NTIA spokesperson Virginia Bring repeatedly deflected our questions about the legal discrepancy between the federal and state laws. None of the agency’s answers to The Verge addressed it at all. Two telecommunication lawyers confirmed to me that the legal discrepancy is real — but suggested the NTIA could get tangled up in a lawsuit if it tried to use the federal law to preempt state ones. 

When I ask veteran tell-it-like-it-is telecom reporter Karl Bode about the whole BEAD situation, he tells me: “This is a historic infusion of broadband subsidies that will absolutely result in a lot of amazing progress. At the same time there’s just endless potential for fraud and misuse of funding, given monopoly telecom’s influence on the legislative process.”

But, he points out, some states may at least try to level the playing field before it’s too late. 

Colorado used to be the 17th state with laws keeping local entities from easily erecting their own networks. But on May 1st, the state repealed every one of them. Colorado no longer prioritizes private telecom bids, no longer requires a referendum to build a municipal network, and no longer keeps local governments from creating their own middle-mile infrastructure.

In Washington, there’s even a bill in committee that would require BEAD funding to be spent only on open-access networks, making it less desirable for big business to invest. 

Some states are challenging the FCC’s broadband maps, too. That’s important because the law requires that states prioritize unserved and underserved regions to help close the digital divide, but that requires knowing where they are. Historically, the FCC has let the wolves guard the henhouse by relying on ISPs to truthfully say which houses they cover — data that the FCC didn’t even audit. 

Lastly, while the NTIA may be grandfathering in old laws restricting municipal broadband, the agency does hint it could step in if states make things even harder than before. Before it approves a state’s “final proposal,” the NTIA says it will “consider” whether any “new laws, regulations, policies, procedures, or any other form of rule or restriction” winds up excluding “any potential providers from eligibility.”  

Again, the NTIA will only “consider” those things before granting its approval, but at least that’s a veiled threat instead of nothing at all.

Municipal networks can thrive even without these billions in federal funding, and despite restrictive state laws. Tennessee’s law didn’t stop the Chattanooga Electric Power Board from serving 135,000 homes and businesses with 25Gbps symmetrical internet — it mostly just kept the company from expanding beyond its own electrical footprint, restricting its ability to close the digital divide in neighboring cities and towns. 

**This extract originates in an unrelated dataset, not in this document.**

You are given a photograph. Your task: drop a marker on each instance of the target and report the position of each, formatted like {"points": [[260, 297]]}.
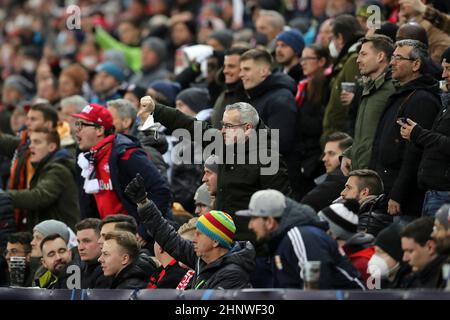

Even then, there are ways to do more. The EPB’s network can touch over a million homes because it offers wholesale services to communities on the edge of its network, Espeseth tells me. Ammon does something similar. 

And if you do have the legal authority, Ammon technology director Dan Tracy says justifying a network isn’t as challenging as you might expect. Your city needs water and power anyhow, it uses SCADA systems to control them, and a fiber-optic backbone for those systems can also turn into internet for the residents with a bit more work. “Infrastructure is kind of all the same that way, in that it’s close to where it needs to be,” says Tracy. Ammon hired its own construction crews, bought its own fiber splicer, and built a six-strand network with two fibers just for the city’s backbone connectivity. 

But Ammon is a relatively wealthy town, he admits. 

So here’s my question: should local entities do without the biggest federal investment in broadband ever? Should they have to do it on their own with these restrictive laws in place, or trust that Comcast and Cox and CenturyLink will fix a problem that they currently benefit from? Should Big Telecom get to own billions of dollars of additional network funded by taxpayers?

Should we really be building toll bridges instead of public roads?